The harm of poor readability, let me give an example. For example, if the two sides of the communication problems, it is easy to lead to cross-talk (do not admit that they have problems, it is the other party's fault). I have a simple way of dealing with the wrangling. method is to directly grab the packet and dump it into log, it is easy to see which side of the error. But the PROTOBUF binary format, which causes you to grab the packet and dump it directly out of the log is difficult to read.
◇ lack of self-description
in general, XML is self-descriptive, while the PROTOBUF format is not. Give you a binary format of the protocol content, if you do not match the corresponding proto file, it is like a heavenly book general.
due to "lack of self-description", plus "binary format results in poor readability". So in terms of configuration files, Protobuf is definitely not the place to replace XML.

Contact Us

The content source of this page is from Internet, which doesn't represent Alibaba Cloud's opinion; products and services mentioned on that page don't have any relationship with Alibaba Cloud. If the content of the page makes you feel confusing, please write us an email, we will handle the problem within 5 days after receiving your email.
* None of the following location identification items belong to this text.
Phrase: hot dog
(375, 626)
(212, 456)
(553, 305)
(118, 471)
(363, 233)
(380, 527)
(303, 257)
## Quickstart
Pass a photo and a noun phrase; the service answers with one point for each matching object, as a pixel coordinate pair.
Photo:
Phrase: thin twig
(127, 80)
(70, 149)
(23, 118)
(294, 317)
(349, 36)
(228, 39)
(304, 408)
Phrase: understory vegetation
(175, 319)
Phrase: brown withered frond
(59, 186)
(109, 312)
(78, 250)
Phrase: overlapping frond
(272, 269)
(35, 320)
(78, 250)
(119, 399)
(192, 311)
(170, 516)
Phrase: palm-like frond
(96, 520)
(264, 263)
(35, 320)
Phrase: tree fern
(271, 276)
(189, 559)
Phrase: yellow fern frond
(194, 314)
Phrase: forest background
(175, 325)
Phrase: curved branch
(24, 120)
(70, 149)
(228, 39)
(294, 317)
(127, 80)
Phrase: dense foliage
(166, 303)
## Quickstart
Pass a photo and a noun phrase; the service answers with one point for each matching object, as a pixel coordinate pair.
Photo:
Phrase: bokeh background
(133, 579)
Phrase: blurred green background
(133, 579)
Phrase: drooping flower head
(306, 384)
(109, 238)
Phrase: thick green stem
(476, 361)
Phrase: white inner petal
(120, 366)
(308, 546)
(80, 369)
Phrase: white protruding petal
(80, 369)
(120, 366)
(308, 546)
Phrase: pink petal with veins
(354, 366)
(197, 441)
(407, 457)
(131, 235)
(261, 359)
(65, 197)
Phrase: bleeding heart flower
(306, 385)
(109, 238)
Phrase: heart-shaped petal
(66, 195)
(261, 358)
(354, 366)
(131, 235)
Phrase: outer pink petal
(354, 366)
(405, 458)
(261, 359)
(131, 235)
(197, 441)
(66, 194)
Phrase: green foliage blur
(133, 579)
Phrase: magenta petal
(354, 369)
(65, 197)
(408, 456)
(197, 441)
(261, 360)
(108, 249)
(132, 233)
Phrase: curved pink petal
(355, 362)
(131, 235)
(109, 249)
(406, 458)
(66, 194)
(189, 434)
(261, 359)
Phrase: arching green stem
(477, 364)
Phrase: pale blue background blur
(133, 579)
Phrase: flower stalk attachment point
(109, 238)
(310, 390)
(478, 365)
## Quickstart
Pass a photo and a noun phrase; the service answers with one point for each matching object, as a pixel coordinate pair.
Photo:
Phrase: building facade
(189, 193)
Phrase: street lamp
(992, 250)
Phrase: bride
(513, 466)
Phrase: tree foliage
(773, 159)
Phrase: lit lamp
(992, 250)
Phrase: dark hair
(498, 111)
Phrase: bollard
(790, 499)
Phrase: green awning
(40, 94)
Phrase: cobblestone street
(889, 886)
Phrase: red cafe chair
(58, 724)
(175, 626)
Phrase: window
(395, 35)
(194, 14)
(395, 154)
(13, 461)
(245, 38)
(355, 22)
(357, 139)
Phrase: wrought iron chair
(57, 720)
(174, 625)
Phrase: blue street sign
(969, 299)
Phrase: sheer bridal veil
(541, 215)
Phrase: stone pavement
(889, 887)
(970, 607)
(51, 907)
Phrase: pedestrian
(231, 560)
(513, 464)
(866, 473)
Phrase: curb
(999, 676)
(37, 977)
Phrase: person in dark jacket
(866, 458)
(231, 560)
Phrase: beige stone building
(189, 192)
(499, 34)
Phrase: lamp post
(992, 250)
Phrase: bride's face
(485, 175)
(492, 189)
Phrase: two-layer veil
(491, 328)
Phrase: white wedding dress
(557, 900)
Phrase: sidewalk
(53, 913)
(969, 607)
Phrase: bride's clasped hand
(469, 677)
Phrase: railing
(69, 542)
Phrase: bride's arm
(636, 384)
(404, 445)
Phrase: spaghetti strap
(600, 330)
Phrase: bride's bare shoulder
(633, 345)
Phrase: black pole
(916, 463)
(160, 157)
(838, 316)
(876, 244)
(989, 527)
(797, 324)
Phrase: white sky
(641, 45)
If you find any instances of plagiarism from the community, please send an email to: info-contact@alibabacloud.com and provide relevant evidence. A staff member will contact you within 5 working days.

A Free Trial That Lets You Build Big!

Start building with 50+ products and up to 12 months usage for Elastic Compute Service

  • Sales Support

    1 on 1 presale consultation

  • After-Sales Support

    24/7 Technical Support 6 Free Tickets per Quarter Faster Response

  • Alibaba Cloud offers highly flexible support services tailored to meet your exact needs.